Our research has also highlighted specific gaps in the current understanding of novel IRT models studied in this paper. A notable challenge was the scarcity of established benchmarks or guidelines for evaluating model fit and item fit specifically for these advanced IRT models. This issue is particularly pressing given the fundamental importance of accurate model fit assessment in ensuring the validity and reliability of a model’s predictions. The absence of well-established evaluative criteria or methods leaves researchers and practitioners uncertain about the appropriateness of these newer models. In addressing this gap, our study primarily relied on heuristic visual checks based on model-generated data from respective posterior distributions of the item and person parameters. While established discrepancy measures for assessing model fit are relatively better researched and documented for traditional dichotomous and polytomous IRT models (e.g.,
Sinharay et al. 2006), such measures are not yet fully developed for these recent IRT models, particularly those for continuous responses or those introduced in recent research, such as by
Molenaar et al. (
2022). There is a need for dedicated research to develop and validate a comprehensive set of discrepancy measures for assessing model fit for these novel IRT models. Such research would enhance the credibility and utility of these models and equip researchers and practitioners with the essential tools they need to make informed decisions about model selection and interpretation. Considering the generally modest differences among the models in various performance metrics reported in our study, the selection in real-world settings could be based on alternative criteria such as interpretability, computational stability, and simplicity.
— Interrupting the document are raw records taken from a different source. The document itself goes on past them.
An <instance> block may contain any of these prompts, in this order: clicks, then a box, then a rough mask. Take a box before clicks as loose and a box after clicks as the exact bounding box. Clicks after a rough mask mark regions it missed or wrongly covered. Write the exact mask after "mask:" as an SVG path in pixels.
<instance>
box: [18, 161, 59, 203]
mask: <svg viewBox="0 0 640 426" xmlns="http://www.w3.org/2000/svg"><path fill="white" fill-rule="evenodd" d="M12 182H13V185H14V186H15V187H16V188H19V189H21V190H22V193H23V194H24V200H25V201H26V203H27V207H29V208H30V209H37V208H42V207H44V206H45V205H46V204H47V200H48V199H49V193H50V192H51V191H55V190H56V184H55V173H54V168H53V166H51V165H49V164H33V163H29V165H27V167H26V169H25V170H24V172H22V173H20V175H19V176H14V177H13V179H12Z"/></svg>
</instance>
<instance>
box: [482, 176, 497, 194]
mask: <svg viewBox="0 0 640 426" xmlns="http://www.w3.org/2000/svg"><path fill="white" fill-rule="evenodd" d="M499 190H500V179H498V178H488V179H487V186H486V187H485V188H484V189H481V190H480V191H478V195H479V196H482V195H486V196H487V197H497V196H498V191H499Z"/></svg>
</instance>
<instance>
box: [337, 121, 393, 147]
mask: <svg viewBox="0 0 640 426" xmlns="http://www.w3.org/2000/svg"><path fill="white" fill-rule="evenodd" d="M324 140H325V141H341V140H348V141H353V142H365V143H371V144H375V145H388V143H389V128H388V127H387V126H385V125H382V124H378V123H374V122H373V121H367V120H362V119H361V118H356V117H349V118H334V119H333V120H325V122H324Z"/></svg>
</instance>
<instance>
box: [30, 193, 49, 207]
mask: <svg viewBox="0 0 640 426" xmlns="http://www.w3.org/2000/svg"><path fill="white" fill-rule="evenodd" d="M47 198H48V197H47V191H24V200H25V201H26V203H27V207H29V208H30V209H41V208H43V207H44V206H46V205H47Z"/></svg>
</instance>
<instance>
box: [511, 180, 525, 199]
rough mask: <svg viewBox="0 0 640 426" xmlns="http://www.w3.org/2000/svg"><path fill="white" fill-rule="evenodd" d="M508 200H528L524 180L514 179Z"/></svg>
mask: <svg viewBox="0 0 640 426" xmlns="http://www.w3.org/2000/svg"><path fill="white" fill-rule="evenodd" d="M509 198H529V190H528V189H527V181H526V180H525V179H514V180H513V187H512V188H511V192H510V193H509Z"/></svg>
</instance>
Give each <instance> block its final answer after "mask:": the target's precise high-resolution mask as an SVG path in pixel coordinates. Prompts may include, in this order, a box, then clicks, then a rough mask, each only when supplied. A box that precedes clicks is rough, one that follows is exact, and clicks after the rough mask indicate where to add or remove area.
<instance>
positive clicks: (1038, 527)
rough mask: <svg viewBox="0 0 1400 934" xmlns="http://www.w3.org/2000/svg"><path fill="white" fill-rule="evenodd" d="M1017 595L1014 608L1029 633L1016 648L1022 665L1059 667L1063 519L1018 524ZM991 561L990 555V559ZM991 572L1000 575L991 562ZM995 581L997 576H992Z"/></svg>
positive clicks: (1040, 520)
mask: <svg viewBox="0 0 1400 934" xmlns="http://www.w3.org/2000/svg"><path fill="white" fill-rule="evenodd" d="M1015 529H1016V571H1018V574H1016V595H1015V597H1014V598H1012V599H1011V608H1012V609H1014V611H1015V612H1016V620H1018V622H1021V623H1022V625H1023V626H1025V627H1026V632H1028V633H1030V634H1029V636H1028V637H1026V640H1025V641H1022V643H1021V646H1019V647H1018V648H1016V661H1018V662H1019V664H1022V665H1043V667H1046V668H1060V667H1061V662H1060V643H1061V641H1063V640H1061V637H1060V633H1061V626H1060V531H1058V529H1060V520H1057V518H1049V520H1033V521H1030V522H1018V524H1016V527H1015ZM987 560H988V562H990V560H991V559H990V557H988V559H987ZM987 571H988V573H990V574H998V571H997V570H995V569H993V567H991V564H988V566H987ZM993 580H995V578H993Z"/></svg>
As high-stakes computerized adaptive assessments for language proficiency continue to evolve, the integration of recent NLP technologies is anticipated to introduce novel item types. These advancements necessitate analytical models capable of accurately processing and interpreting data from such items. The models evaluated in our study, particularly their ability to handle bounded continuous outcomes, are well-suited for this emerging landscape. Our research indicates that these IRT models could be instrumental in managing the data complexities presented by NLP-driven assessment items, thereby supporting more nuanced and effective language proficiency evaluations.